Le ministère burkinabè de la Culture a annoncé lundi 8 juin la suspension immédiate de tous les concours de beauté sur le territoire national. Cette mesure, diffusée par un communiqué officiel, gèle sans date précise les élections de miss, les reines de quartier ou les compétitions à caractère ethnique, dans l’attente d’une révision complète de leur cadre réglementaire. Les autorités de transition justifient ce gel par la volonté de réorienter ces manifestations vers les valeurs culturelles burkinabè et les principes de la révolution progressiste populaire portée par le capitaine Ibrahim Traoré.
Une suspension justifiée par la souveraineté culturelle
Le communiqué ministériel s’inscrit dans la continuité du discours souverainiste qui anime l’action publique depuis l’arrivée des militaires en septembre 2022. Selon Ouagadougou, les concours de beauté traditionnels s’inspirent trop souvent de standards occidentaux, incompatibles avec les références esthétiques, vestimentaires et morales du pays. Le ministère évoque notamment la protection de la dignité de la femme burkinabè, la mise en avant des tenues traditionnelles et la lutte contre une marchandisation jugée contraire à l’éthique nationale.
Cette orientation rejoint un mouvement plus large de réappropriation symbolique engagé par les autorités.

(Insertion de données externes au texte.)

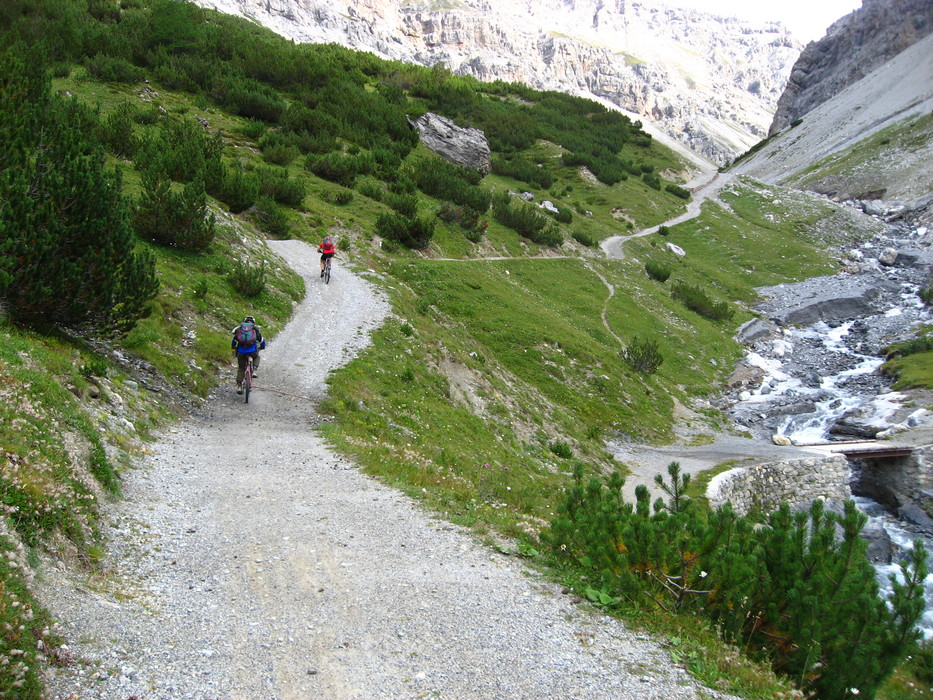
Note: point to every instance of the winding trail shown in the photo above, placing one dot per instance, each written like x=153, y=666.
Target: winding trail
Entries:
x=248, y=560
x=612, y=246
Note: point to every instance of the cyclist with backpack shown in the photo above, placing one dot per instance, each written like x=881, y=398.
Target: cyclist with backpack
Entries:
x=327, y=249
x=246, y=343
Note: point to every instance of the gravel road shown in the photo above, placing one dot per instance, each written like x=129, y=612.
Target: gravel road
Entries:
x=247, y=560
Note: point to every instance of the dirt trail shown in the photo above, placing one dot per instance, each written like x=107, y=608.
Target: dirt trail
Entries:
x=250, y=561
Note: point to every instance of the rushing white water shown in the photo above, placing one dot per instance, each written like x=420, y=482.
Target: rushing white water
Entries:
x=903, y=542
x=813, y=427
x=819, y=375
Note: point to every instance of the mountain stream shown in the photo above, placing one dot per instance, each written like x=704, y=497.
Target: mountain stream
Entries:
x=816, y=364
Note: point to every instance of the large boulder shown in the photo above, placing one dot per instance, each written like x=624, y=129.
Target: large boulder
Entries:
x=462, y=145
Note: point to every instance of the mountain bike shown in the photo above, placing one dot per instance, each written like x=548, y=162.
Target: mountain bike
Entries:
x=247, y=379
x=327, y=271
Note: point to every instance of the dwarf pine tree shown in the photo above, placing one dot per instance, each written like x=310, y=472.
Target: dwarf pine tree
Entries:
x=67, y=252
x=799, y=591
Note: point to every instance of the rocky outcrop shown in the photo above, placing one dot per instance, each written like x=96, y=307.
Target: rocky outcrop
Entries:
x=853, y=47
x=709, y=82
x=797, y=482
x=812, y=302
x=464, y=146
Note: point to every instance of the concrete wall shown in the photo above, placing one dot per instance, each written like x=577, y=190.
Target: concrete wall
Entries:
x=798, y=482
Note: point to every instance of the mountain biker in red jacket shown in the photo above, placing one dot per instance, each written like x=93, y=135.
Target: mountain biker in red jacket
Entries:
x=247, y=342
x=327, y=249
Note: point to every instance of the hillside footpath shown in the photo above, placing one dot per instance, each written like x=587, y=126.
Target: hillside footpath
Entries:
x=248, y=560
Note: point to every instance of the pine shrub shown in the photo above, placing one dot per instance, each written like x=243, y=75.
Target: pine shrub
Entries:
x=585, y=238
x=643, y=355
x=410, y=232
x=695, y=299
x=271, y=218
x=799, y=592
x=69, y=255
x=178, y=219
x=677, y=191
x=248, y=280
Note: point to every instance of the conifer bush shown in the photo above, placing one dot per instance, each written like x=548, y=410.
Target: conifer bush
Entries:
x=643, y=355
x=657, y=271
x=585, y=238
x=173, y=217
x=67, y=252
x=117, y=130
x=249, y=280
x=697, y=300
x=526, y=220
x=677, y=191
x=410, y=232
x=271, y=218
x=240, y=189
x=799, y=591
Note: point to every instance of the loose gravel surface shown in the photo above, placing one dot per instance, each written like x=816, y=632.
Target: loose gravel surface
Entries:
x=248, y=560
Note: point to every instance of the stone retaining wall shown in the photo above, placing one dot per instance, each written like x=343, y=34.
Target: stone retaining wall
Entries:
x=798, y=482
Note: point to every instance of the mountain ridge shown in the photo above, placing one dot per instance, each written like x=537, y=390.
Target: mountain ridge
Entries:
x=710, y=82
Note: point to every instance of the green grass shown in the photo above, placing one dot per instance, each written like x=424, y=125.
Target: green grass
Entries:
x=873, y=152
x=490, y=382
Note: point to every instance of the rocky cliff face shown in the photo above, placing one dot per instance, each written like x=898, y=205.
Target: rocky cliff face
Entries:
x=853, y=47
x=712, y=83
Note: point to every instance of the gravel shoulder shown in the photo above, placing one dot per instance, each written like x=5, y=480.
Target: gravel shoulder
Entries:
x=247, y=560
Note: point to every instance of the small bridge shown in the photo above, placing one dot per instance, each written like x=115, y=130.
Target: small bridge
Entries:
x=864, y=449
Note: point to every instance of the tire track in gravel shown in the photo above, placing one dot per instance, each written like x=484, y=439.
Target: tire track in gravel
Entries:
x=248, y=560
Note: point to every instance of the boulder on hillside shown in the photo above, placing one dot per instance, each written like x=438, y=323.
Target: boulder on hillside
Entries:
x=464, y=146
x=757, y=329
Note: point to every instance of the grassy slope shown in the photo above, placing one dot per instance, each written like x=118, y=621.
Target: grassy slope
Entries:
x=467, y=397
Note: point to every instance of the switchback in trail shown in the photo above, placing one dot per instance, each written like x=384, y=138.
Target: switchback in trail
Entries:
x=250, y=561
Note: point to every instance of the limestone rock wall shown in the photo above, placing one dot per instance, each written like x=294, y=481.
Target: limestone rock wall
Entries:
x=798, y=482
x=853, y=47
x=711, y=83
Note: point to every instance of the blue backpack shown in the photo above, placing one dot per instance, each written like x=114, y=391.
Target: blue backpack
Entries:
x=245, y=334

Depuis deux ans, Ouagadougou multiplie les gestes de rupture avec l’héritage colonial, comme la valorisation du Faso Dan Fani, ce pagne tissé devenu tenue officielle, ou la promotion des langues nationales dans les communications publiques. La suspension des concours de beauté prolonge cette logique en ciblant un secteur événementiel très médiatisé.
Un secteur événementiel à l’arrêt
Concrètement, la décision impacte des dizaines d’organisateurs privés, d’agences de communication et de prestataires qui tirent leurs revenus de cette économie de l’image. Miss Burkina, Miss Université, Miss Côte d’Or ou les multiples élections régionales sont autant de rendez-vous structurants pour les industries créatives locales, mobilisant stylistes, photographes, chorégraphes, hôteliers et sponsors. Le gel administratif intervient à quelques mois de la saison habituelle des élections, généralement concentrée entre août et décembre.
Le ministère n’a pas précisé de calendrier pour la levée de la suspension. Il indique seulement qu’une nouvelle grille d’encadrement sera élaborée, fixant des critères de conformité aux idéaux révolutionnaires. Les organisateurs devront probablement soumettre leurs concepts à une validation préalable des services culturels, avec un cahier des charges centré sur la promotion des tenues locales, des langues nationales et d’un discours patriotique.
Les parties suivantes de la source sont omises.